Las subidas y bajadas del camino no son más formas topográficas del terreno. En bici, las subidas son todo un desafío, una meta por alcanzar. Se vive en todas sus dimensiones. La primera, cuando la vemos. Valorar si la subiremos o no, empezar a sentir el optimismo de que sí podremos o la sensación derrotista de que no lo lograremos. La segunda es la subida propiamente. Empezar a poner más fuerza en las piernas para impulsar los pedales, ajustar los cambios o marchas para alivianar el esfuerzo, ponerse de pie en los pedales si se torna necesario, balancear el cuerpo conforme sube y baja cada pedal para así aportar más fuerza; y si la subida es muy fuerte o estamos muy cansados, comenzar a zigzaguear. Y por fin, la tercera, que es cuando llegamos arriba. Sentir las palpitaciones aceleradas, la respiración agitada, el cuerpo caliente y sudando; pero ante todo la satisfacción de que sí se pudo. Mirar atrás y ver ahora una bajada pero ya con otros ojos porque es un desafío cumplido.

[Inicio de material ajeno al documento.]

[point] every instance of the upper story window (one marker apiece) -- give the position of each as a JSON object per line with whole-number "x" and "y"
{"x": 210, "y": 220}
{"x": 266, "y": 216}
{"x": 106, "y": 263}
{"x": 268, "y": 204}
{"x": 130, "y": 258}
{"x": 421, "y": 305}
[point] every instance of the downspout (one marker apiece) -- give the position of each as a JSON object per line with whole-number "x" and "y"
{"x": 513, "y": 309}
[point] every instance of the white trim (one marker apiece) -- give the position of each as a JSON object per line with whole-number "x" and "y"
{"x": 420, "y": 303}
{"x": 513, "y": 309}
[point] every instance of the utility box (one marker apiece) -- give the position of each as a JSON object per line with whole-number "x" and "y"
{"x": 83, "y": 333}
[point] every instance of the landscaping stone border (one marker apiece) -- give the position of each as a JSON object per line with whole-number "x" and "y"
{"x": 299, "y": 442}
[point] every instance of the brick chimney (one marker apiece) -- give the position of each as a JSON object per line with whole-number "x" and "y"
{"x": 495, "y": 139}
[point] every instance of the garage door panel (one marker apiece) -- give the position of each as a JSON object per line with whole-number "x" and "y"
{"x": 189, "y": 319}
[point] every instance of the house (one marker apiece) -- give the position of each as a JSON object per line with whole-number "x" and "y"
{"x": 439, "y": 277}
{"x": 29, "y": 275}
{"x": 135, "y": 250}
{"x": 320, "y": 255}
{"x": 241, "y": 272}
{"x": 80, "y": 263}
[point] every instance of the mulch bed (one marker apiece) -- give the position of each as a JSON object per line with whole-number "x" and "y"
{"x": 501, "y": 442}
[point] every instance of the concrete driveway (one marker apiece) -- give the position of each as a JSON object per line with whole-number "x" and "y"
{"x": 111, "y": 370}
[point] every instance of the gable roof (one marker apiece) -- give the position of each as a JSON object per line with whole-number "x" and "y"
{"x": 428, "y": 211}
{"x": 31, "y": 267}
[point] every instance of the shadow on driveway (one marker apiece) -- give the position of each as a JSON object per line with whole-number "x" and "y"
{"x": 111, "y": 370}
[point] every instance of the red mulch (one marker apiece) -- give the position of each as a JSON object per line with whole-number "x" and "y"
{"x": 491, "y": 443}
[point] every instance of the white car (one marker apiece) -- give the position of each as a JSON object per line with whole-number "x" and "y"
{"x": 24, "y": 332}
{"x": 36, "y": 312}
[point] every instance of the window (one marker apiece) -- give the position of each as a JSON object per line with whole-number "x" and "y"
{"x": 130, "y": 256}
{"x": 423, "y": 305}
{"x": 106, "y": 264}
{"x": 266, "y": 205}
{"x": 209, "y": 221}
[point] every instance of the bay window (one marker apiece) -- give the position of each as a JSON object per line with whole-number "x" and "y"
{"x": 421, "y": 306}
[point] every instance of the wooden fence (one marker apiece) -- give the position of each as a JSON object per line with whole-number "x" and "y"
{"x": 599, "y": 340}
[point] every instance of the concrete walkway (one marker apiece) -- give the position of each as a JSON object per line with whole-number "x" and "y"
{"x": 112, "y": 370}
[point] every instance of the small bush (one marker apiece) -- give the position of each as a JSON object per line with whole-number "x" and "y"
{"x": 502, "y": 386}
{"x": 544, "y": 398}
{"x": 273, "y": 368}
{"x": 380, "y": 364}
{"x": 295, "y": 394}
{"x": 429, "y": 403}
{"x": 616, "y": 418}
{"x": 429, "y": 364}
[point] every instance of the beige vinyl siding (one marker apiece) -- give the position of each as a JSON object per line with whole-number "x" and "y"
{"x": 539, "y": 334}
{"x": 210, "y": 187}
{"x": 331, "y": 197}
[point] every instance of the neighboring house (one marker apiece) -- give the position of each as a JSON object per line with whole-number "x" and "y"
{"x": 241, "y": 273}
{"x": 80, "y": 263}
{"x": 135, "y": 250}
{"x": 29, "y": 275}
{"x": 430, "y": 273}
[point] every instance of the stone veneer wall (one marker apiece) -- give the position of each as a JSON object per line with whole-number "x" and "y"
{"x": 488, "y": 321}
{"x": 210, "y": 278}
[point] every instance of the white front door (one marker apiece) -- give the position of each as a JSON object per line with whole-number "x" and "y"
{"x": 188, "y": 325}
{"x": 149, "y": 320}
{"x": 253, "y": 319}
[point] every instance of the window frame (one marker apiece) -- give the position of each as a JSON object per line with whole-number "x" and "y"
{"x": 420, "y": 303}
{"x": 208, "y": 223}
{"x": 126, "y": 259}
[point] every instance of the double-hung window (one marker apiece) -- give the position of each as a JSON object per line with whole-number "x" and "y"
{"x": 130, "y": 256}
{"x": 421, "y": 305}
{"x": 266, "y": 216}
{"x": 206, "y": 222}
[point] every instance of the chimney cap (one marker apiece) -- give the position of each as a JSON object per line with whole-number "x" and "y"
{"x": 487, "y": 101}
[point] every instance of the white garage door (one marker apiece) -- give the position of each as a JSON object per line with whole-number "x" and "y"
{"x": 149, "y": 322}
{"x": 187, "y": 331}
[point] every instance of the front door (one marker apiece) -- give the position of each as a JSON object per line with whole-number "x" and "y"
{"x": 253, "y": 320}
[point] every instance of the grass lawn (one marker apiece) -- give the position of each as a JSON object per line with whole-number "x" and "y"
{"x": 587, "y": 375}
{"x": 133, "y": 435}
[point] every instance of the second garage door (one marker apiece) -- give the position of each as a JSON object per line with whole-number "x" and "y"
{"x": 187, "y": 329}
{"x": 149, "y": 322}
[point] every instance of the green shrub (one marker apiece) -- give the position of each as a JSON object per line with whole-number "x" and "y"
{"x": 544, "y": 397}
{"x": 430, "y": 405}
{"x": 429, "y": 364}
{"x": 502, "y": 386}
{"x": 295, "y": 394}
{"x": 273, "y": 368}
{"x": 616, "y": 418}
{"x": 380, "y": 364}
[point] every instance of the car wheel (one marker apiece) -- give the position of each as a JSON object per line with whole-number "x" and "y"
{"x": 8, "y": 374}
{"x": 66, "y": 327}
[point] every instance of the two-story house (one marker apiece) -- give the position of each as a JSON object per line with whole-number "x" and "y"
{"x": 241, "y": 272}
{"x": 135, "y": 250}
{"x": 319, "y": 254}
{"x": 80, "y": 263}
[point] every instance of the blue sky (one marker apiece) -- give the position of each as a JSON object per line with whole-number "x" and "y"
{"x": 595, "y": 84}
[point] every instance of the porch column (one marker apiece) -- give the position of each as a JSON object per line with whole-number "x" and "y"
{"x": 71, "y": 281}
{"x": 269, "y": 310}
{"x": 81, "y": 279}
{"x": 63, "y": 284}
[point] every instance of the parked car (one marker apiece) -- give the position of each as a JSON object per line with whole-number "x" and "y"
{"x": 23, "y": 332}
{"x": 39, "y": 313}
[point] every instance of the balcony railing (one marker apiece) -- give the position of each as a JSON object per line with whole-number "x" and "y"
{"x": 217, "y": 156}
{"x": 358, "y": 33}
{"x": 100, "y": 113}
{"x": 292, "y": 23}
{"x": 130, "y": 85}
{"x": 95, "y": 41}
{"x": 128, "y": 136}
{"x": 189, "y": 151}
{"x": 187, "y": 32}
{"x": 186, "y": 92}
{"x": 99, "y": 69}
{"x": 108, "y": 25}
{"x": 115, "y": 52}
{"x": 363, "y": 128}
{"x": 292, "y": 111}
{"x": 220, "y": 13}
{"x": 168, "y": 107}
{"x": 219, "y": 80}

¿Y las bajadas? Las bajadas en bici son lo más cercano a volar sin despegarse del suelo. No se diga más.

Otra dimensión de andar en bici es el diálogo o intercambio con el medio. Si es por la ciudad la sentimos con toda intensidad. Los autos acelerados y presurosos cuyos conductores parecieran siempre molestos por nuestra presencia en las calles. Los autobuses ruidosos dejando grandes nubes de humo que en el mejor de los casos solo sentimos porque dejamos de respirar, o bien inhalamos porque no nos queda de otra. La gente por las aceras o cruzando las calles, los tráiler y camiones lanzándonos a las cunetas porque imponen su espaciosa presencia, las peripecias que hacemos para no quedar estancados en los embotellamientos o presas pasando por las orillas a la derecha de la vía, o entre dos filas de automóviles ansiosos por avanzar, o al puro centro de la vía sintiendo de cerca los autos que vienen en dirección contraria. En definitiva andar en bici por la ciudad es como surfear sobre este mar convulso de concreto y autos.

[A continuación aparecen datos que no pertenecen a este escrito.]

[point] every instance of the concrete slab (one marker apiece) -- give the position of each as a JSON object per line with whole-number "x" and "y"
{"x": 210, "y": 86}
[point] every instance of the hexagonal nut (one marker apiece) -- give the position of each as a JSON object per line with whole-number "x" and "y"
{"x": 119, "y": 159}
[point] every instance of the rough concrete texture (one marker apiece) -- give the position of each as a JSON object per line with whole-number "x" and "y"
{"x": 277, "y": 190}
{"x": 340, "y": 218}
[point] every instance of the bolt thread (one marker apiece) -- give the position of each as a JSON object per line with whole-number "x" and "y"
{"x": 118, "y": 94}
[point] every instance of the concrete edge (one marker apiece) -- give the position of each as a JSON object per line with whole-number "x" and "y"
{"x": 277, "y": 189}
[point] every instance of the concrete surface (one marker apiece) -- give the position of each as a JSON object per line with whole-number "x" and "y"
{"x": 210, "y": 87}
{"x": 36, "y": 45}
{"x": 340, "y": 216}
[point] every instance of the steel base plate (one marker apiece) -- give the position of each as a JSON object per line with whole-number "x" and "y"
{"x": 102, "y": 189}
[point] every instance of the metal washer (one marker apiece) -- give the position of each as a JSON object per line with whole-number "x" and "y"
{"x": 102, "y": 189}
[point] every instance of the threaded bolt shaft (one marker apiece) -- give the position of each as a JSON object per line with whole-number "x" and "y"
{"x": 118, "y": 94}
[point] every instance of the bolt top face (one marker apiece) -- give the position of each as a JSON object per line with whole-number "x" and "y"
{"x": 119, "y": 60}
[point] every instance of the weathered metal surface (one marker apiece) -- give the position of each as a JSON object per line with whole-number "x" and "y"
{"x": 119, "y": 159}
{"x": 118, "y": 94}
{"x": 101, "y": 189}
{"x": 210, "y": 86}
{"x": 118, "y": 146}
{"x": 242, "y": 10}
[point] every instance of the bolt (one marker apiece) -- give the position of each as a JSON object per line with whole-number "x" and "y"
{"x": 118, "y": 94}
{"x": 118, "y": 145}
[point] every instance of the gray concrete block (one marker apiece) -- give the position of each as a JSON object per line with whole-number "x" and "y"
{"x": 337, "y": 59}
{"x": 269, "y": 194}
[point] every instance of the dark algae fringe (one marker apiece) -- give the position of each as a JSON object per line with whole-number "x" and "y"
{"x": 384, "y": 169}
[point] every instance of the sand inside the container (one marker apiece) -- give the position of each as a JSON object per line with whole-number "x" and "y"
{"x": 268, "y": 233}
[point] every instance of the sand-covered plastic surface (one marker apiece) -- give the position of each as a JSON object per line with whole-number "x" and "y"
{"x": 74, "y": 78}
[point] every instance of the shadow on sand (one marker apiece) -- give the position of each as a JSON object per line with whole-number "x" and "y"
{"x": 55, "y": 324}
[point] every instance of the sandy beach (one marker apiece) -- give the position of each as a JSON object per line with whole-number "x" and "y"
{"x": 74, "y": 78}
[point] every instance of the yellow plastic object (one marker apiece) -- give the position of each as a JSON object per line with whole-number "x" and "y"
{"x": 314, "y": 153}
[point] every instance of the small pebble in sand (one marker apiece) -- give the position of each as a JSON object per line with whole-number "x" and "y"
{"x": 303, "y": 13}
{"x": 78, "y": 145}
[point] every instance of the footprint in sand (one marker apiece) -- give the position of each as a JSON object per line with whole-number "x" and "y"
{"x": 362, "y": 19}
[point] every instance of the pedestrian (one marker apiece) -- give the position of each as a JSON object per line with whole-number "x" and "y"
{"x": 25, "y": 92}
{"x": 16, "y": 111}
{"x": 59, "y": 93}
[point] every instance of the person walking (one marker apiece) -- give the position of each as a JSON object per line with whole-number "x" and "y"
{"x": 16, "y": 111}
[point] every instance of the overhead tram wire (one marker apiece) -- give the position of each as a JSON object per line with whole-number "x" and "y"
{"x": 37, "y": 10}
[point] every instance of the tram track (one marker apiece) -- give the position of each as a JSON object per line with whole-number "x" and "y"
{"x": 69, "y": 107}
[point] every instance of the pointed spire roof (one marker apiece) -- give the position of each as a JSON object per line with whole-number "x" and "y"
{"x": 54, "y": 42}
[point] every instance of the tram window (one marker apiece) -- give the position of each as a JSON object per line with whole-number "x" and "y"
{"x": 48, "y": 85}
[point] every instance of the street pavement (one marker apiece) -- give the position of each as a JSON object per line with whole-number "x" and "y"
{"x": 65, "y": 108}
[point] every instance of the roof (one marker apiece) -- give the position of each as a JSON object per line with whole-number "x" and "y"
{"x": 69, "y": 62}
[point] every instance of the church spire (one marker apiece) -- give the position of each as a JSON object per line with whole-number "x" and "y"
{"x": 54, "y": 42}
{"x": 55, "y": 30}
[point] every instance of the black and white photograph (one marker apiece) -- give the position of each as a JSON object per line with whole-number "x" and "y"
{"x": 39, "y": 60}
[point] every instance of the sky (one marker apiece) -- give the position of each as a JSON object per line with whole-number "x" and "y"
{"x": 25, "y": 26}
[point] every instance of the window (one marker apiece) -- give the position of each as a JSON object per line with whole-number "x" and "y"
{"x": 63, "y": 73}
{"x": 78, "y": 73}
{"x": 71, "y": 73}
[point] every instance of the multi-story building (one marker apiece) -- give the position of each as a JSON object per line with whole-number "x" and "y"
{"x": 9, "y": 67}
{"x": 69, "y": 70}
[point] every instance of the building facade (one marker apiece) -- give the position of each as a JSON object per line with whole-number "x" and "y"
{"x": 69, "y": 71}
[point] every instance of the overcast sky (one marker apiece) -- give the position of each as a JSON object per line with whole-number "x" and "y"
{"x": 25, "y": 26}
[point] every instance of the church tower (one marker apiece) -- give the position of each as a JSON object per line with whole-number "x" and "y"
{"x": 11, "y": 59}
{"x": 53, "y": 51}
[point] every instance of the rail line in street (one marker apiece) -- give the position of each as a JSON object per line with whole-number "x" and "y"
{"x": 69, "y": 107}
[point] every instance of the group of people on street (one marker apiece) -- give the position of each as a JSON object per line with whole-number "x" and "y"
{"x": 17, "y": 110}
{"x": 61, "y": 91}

Pero está la otra gran experiencia: cletear por la montaña. Sentir el camino de lastre o de tierra con todas sus formas y texturas. Sentir la sombra de los árboles, escuchar los pájaros y disfrutar de este silencio ruidoso propio de los bosques tropicales. Pasar por riachuelos, o por charcos y barreales y sentir el agua mojando nuestra espalda. Pasar por el barro y sentir que la bicicleta se estanca y tener que caminar llevándola en la espalda. Llegar a lugares altos y quedar extasiados mirando el paisaje que se impone ante nuestros ojos. Es como un premio al esfuerzo, es sentir que todo lo cleteado ha valido la pena con tal de disfrutar tanta belleza.

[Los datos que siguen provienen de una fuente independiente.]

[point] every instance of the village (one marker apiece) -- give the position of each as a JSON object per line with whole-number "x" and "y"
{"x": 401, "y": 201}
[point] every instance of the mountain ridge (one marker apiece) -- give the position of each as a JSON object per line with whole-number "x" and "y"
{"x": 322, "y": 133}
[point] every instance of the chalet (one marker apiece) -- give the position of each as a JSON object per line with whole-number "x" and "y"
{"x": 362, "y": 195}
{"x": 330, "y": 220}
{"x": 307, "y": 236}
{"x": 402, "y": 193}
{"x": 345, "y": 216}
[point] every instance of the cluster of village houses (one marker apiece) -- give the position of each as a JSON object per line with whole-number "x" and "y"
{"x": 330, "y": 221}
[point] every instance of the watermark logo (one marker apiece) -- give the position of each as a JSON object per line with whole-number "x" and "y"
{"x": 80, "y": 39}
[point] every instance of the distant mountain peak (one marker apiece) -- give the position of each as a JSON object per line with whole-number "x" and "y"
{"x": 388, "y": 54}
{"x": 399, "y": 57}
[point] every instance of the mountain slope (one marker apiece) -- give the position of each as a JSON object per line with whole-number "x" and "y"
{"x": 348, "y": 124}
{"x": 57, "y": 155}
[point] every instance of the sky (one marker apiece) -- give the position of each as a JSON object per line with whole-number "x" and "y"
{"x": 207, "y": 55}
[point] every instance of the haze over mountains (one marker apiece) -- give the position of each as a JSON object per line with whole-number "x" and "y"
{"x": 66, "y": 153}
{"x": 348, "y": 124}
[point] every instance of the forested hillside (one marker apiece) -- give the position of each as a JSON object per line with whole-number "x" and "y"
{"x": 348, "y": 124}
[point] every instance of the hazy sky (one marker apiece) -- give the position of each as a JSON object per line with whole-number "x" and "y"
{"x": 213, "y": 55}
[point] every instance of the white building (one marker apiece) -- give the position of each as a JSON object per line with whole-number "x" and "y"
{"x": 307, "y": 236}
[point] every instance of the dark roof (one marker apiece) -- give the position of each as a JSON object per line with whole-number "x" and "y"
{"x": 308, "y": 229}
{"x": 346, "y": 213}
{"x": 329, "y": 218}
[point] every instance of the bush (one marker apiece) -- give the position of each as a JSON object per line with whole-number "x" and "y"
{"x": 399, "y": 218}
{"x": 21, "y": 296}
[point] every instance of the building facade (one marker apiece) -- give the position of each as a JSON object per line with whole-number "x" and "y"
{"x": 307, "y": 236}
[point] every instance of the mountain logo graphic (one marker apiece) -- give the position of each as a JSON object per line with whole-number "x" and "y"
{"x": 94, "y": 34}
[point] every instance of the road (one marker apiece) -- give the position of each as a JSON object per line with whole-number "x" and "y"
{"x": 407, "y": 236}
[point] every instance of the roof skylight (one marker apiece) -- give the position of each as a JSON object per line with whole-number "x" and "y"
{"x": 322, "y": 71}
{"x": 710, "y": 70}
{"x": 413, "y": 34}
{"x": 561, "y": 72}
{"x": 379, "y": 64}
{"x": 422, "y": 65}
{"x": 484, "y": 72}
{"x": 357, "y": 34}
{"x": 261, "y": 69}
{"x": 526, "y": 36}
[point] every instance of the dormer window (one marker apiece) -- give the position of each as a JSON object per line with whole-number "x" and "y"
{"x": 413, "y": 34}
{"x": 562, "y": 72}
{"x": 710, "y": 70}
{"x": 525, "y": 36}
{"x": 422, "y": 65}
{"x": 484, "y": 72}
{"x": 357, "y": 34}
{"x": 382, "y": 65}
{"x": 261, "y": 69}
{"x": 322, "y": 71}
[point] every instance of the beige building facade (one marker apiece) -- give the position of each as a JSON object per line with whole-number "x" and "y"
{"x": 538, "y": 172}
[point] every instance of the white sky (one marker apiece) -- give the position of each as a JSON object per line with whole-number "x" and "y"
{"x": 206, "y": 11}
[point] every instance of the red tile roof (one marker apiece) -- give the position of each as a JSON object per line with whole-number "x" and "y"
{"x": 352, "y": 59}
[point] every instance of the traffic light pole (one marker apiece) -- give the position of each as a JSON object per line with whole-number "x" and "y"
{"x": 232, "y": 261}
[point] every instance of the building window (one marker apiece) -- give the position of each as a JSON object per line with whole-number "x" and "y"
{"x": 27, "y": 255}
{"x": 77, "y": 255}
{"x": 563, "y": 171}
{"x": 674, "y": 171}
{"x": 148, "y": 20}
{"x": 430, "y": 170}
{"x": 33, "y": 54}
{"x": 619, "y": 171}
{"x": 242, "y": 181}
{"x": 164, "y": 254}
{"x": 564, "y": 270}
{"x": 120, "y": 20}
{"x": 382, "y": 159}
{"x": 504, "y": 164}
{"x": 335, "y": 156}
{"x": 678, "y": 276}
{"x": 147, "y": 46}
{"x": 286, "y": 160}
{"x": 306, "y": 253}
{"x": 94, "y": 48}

Y por último están los otros, los demás cleteros y cleteras (aunque son pocas las cleteras), hermanos y hermanas todos por definición, por el solo hecho se estar sobre una bicicleta. Casi nunca sabremos cómo es este otro
fuera de este mundo cletero. Si es rico o pobre, si bueno o malo, si amigo o enemigo, si humilde o arrogante; lo cierto es que si se trata de un cletero es un hermano, es un "igual a mí" y por tanto siempre estaremos atentos a socorrernos mutuamente. Puede ser una llanta pinchada, una pieza dañada, un problema de salud, o falta de agua, dulces o galletas. Todos los cleteros sabemos que no andamos solos, y aunque tratemos de andar preparados para cualquier eventualidad, contamos con el apoyo solidario de los demás, porque cuando vemos un cletero en necesidad tenemos claro que en él vemos parte de nosotros mismos.

Creo que ya sé por qué me gusta tanto la vida sobre dos llantas, se me parece demasiado a este viaje que llaman vida, y en ambos casos lo disfruto mucho.